There are books aplenty and films: some fantastic, some big budget horrors. Yet music played, supposedly, such an important part in the brief life of this giant Liverpool liner.

So bravo to David Bedford for The Wreck of the Titanic, premiered by a range of school and youth choirs as well as the Liverpool Youth Orchestra and members of the Lancashire Sinfonietta.

Bedford has long been associated with music for education as well as collaborating with rock musicians such as Mike Oldfield, Elvis Costello and Enya.

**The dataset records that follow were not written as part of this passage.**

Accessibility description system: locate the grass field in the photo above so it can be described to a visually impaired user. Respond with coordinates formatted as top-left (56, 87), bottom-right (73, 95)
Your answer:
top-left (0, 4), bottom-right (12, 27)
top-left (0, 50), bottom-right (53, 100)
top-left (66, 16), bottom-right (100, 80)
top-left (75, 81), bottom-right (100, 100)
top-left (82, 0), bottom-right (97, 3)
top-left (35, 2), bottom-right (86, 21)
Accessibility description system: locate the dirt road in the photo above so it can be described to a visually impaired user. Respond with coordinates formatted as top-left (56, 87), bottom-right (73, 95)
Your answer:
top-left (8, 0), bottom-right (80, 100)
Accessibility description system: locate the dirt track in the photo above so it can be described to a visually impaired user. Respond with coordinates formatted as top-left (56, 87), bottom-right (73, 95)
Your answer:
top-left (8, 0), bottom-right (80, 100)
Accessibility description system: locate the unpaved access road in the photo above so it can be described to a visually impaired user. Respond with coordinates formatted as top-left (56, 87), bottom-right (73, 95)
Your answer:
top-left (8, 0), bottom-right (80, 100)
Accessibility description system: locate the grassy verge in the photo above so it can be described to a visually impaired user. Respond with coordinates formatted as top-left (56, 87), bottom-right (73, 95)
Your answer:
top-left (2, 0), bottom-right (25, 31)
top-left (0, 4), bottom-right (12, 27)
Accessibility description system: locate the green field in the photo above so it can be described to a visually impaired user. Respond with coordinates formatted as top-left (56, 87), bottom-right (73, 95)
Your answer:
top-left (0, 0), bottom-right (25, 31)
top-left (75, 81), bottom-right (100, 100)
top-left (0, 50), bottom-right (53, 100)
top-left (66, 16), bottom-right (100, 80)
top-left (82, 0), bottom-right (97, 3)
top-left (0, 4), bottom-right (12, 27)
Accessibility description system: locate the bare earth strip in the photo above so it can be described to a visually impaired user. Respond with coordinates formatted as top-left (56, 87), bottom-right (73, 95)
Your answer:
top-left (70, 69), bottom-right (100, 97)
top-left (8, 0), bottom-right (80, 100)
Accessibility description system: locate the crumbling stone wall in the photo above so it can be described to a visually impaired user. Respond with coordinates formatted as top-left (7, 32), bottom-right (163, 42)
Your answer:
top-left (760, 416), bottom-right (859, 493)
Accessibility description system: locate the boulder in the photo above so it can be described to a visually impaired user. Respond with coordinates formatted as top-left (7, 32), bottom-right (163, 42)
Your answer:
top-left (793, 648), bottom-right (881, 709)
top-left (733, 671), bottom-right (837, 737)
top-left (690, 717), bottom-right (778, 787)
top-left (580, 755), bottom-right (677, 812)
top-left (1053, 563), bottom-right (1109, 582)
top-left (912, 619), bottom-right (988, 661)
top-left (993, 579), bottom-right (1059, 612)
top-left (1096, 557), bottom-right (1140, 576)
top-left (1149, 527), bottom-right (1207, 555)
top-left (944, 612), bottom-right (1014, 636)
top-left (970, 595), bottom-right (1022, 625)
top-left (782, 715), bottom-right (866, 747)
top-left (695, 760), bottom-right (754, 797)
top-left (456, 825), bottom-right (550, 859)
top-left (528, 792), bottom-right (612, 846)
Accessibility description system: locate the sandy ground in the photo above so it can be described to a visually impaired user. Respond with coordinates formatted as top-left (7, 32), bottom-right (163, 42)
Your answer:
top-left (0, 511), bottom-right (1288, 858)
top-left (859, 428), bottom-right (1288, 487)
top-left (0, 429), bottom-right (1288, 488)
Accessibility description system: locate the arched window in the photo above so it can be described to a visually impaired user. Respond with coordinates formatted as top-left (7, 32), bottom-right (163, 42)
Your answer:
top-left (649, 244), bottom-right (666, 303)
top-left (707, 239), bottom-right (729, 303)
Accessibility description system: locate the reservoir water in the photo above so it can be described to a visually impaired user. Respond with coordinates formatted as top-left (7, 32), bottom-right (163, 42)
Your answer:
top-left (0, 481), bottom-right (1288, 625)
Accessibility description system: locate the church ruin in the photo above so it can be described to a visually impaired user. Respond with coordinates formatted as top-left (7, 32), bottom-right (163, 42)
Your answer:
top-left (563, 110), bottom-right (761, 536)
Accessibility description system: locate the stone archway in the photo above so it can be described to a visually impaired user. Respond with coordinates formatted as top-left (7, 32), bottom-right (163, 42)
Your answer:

This new work challenged some young performers and they survived, negotiating highly complex passages and difficult tempi throughout. What Bedford did with some skill was weave in rhythmic patterns, such as the Morse SOS signal, and some of the popular songs from the time: American camp fire offerings which talked about the unsinkable ship, the Palm Court sounds of Alexander’s Rag Time Band or I do like to be beside the seaside.

But it was the symbolism which made this work fascinating. The ship’s band playing throughout until the eerie end; the clanking of the Harland and Woolf shipyard; the use of Eternal Father Strong to Save.

His orchestration was particularly interesting, using multi-textured passages and hiving off the orchestra into two or more parts to play simultaneously in different keys and times. It was an organised musical quasi-chaos, the kind of chaos doomed passengers would have heard as the decks were gradually submerged.

It would be great to hear this work performed again with a professional ensemble and, hopefully, without the parents near me who chattered, loudly, throughout the short performance.